Menurut Koentjoroningrat (1986), pengertian kebudayaan dibagi ke dalam tiga sistem, pertama sistem budaya yang lazim disebut adat-istiadat, kedua sistem sosial di mana merupakan suatu rangkaian tindakan yang berpola dari manusia. Ketiga, sistem teknologi sebagai modal peralatan manusia untuk menyambung keterbatasan jasmaniahnya.
Berdasarkan konteks budaya, ragam kesenian terjadi disebabkan adanya sejarah dari zaman ke zaman. Jenis-jenis kesenian tertentu mempunyai kelompok pendukung yang memiliki fungsi berbeda. Adanya perubahan fungsi dapat menimbulkan perubahan yang hasil-hasil seninya disebabkan oleh dinamika masyarakat, kreativitas, dan pola tingkah laku dalam konteks kemasyarakatan.
Koentjoroningrat mengatakan, Kebudayaan Nasional Indonesia adalah hasil karya putera Indonesia dari suku bangsa manapun asalnya, yang penting khas dan bermutu sehingga sebagian besar orang Indonesia bisa mengidentifikasikan diri dan merasa bangga dengan karyanya.
Kebudayaan Indonesia adalah satu kondisi majemuk karena ia bermodalkan berbagai kebudayaan, yang berkembang menurut tuntutan sejarahnya sendiri-sendiri. Pengalaman serta kemampuan daerah itu memberikan jawaban terhadap masing-masing tantangan yang memberi bentuk kesenian, yang merupakan bagian dari kebudayaan.
Untuk lebih jelas dapat diterangkan apa-apa saja yang menggambarkan kebudayaan, misalnya ciri khas bentuk rumah adat daerah yang berbeda satu dengan daerah lainnya, sebagai contoh ciri khas rumah adat di Jawa mempergunakan joglo sedangkan rumah adat di Sumatera dan rumah adat Hooi berbentuk panggung.
Contoh Kebudayaan: Macam-macam Rumah Adat |
Kebudayaan: Alat Musik
Seperti halnya rumah adat, kebudayaan alat musik di setiap daerah pun berbeda dengan alat musik di daerah lainnya. Jika dilihat dari perbedaan jenis bentuk serta motif ragam hiasnya beberapa alat musik sudah dikenal di berbagai wilayah, pengetahuan kita bertambah setelah mengetahui alat musik seperti yang terlihat di gambar berikut ini Grantang, Tifa dan Sampe.

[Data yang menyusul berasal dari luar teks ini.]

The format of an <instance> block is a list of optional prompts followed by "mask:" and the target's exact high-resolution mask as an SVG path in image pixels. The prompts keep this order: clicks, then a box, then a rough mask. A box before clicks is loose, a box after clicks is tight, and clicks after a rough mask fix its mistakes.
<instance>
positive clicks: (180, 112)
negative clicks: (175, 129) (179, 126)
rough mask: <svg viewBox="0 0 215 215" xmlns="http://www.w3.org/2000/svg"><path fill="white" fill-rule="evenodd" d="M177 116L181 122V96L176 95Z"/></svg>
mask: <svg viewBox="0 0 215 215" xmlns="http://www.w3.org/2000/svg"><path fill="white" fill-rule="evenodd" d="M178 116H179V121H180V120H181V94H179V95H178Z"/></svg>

Kebudayaan Musik: Gamelan Grantang Bali |
Gambar kiri: alat musik Sampe Kalimantan Tengah dan gambar kanan alat musik tifa Maluku & Papua |
Kebudayaan: Seni Tari
Di samping rumah adat, alat musik, Indonesia juga memiliki keanekaragaman kebudayaan Seni Tari, seperti tari Saman dari Aceh dan tari Merak dari Jawa Barat.
Gambar tari kebudayaan masing masing daerah - kiri: Tari Saman Aceh dan gambar kanan: tari merak |
Kebudayaan: Kriya Ragam Hias
Selain kaya akan keanekaragaman musik dan tarian tradisi, Indonesia juga kaya akan keanekaragaman hiasan serta motif-motif tradisional. Kriya ragam hias dengan motif-motif tradisional, dan batik yang sangat beragam dari daerah tertentu, dibuat di atas media kain, dan kayu. Gambar berikut adalah Kriya Ragam Hias.
Gambar kiri: Motif Banjar Kalsel dan gambar kanan: Motif NTT |
Motif Toraja |
Kebudayaan dalam Properti Kesenian
Kesenian Indonesia memiliki beragam-ragam bentuk selain seni musik, seni tari, seni teater, kesenian wayang golek dan topeng merupakan ragam kesenian yang kita miliki. Wayang golek adalah salah satu bentuk seni pertunjukan teater yang menggunakan media wayang, sedangkan topeng adalah bentuk seni pertunjukan tari yang menggunakan topeng untuk pendukung.
Gambar kiri: Wayang Golek dan gambar kanan: Topeng Cirebon |
Kebudayaan Pakaian Daerah
Setiap propinsi memiliki kesenian, pakaian dan benda seni yang berbeda antara satu daerah dengan daerah lainnya. Gambar berikut adalah pakaian daerah Kalimantan:
Pakaian Adat Kutai Kaltim |
Pakaian Banjar Kalsel |
Kebudayaan dalam bentuk Benda Seni
Kaya dan kreatif adalah sebutan yang sesuai untuk bangsa kita, karya seni yang tidak dapat dihitung ragamnya, merupakan identitas dan kebanggaan bangsa Indonesia. Benda seni atau souvenir yang terbuat dari perak yang beasal dari Kota Gede di Yogyakarta adalah salah satu karya seni bangsa yang menjadi ciri khas daerah Yogyakarta, karya seni dapat menjadi sumber mata pencaharian dan objek wisata.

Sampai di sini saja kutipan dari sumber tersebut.